Like the recording process for Knowing What You Know Now, Marmozets seems to be a collection of ideas, ambitions, and personalities in total disarray until the last minute. They’re ambitious (McIntyre: “I want to know that we’re going to be able to do this for the rest of our lives”), but can’t convey that ambition via any kind of specific milestone. They’re technically precocious, but apparently write and play without any specific direction.

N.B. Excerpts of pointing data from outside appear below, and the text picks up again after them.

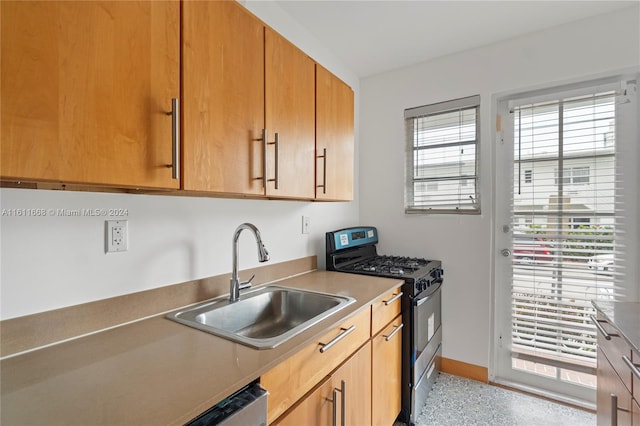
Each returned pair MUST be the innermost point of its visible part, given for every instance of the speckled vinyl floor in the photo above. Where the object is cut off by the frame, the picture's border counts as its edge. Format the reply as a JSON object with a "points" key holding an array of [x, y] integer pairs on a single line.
{"points": [[456, 401]]}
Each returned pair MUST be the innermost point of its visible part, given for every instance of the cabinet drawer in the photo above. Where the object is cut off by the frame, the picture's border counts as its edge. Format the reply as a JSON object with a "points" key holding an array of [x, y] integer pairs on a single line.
{"points": [[614, 349], [290, 380], [385, 309]]}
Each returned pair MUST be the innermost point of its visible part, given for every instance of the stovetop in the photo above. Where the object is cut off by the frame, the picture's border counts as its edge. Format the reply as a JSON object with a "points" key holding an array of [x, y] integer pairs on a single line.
{"points": [[389, 265], [353, 250]]}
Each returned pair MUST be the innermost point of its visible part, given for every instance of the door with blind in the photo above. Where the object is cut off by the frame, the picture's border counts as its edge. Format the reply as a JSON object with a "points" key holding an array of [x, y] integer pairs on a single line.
{"points": [[558, 238]]}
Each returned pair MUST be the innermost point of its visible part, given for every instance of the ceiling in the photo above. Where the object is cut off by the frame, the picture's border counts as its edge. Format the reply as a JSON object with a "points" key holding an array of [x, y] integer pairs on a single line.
{"points": [[372, 37]]}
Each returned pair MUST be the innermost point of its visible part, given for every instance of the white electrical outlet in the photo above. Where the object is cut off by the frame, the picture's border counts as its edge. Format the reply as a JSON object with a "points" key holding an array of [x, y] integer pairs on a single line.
{"points": [[116, 237]]}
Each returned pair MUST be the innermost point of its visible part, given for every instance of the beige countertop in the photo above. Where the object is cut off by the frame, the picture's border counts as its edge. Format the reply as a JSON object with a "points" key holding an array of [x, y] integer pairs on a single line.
{"points": [[625, 317], [155, 371]]}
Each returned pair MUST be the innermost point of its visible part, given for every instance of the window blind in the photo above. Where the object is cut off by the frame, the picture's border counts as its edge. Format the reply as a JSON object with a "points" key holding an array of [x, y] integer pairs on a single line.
{"points": [[442, 157], [564, 213]]}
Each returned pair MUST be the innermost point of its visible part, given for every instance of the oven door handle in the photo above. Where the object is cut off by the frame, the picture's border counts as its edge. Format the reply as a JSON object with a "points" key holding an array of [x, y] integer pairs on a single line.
{"points": [[420, 300]]}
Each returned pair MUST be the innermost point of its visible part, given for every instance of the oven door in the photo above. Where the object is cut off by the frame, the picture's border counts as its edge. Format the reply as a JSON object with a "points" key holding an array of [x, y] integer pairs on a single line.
{"points": [[426, 318], [426, 339]]}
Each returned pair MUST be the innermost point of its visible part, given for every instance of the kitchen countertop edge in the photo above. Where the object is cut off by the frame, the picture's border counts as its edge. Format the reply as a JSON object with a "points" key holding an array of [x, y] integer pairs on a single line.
{"points": [[198, 369], [625, 317]]}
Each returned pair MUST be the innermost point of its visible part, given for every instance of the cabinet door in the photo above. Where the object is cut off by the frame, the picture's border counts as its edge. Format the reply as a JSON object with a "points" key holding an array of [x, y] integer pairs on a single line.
{"points": [[346, 394], [353, 379], [86, 87], [334, 137], [290, 114], [387, 374], [290, 380], [315, 409], [223, 98]]}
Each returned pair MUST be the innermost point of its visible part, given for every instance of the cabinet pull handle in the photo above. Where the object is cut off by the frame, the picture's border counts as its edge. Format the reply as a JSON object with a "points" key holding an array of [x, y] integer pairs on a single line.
{"points": [[343, 399], [335, 406], [393, 299], [276, 142], [264, 159], [345, 331], [396, 328], [324, 171], [175, 138], [596, 322], [633, 367]]}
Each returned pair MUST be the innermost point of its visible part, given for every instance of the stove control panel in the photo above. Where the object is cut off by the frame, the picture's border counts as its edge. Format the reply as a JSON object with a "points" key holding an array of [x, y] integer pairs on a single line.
{"points": [[351, 238]]}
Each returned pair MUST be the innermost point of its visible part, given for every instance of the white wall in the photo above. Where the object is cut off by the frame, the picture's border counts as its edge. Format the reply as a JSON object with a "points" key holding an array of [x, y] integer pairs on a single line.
{"points": [[595, 47], [53, 261]]}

And as much as they’d hate the phrase, Becca McIntyre and Jack Bottomley are rock stars. It’s just that they’re entirely relatable ones, who constantly compliment each other’s work (McIntyre “smashed” her vocals, bassist Will Bottomley “smashed through” his parts) and perform drunk renditions of Celine Dion at karaoke nights (McIntyre: “That happened once!” Bottomley:“It was memorable”).

As we wait for a lift back down to reception, the twosome notice a new addition to Warner’s photo wall: a picture of five fresh-faced Northerners.

“It’s us!” McIntyre exclaims, with genuine excitement. Explicitly ambitious or not, they must be hoping this album will eventually take them off the second floor and down into reception. Maybe they’ll replace Ed Sheeran.

Knowing What You Know Now is out now on Roadrunner Records.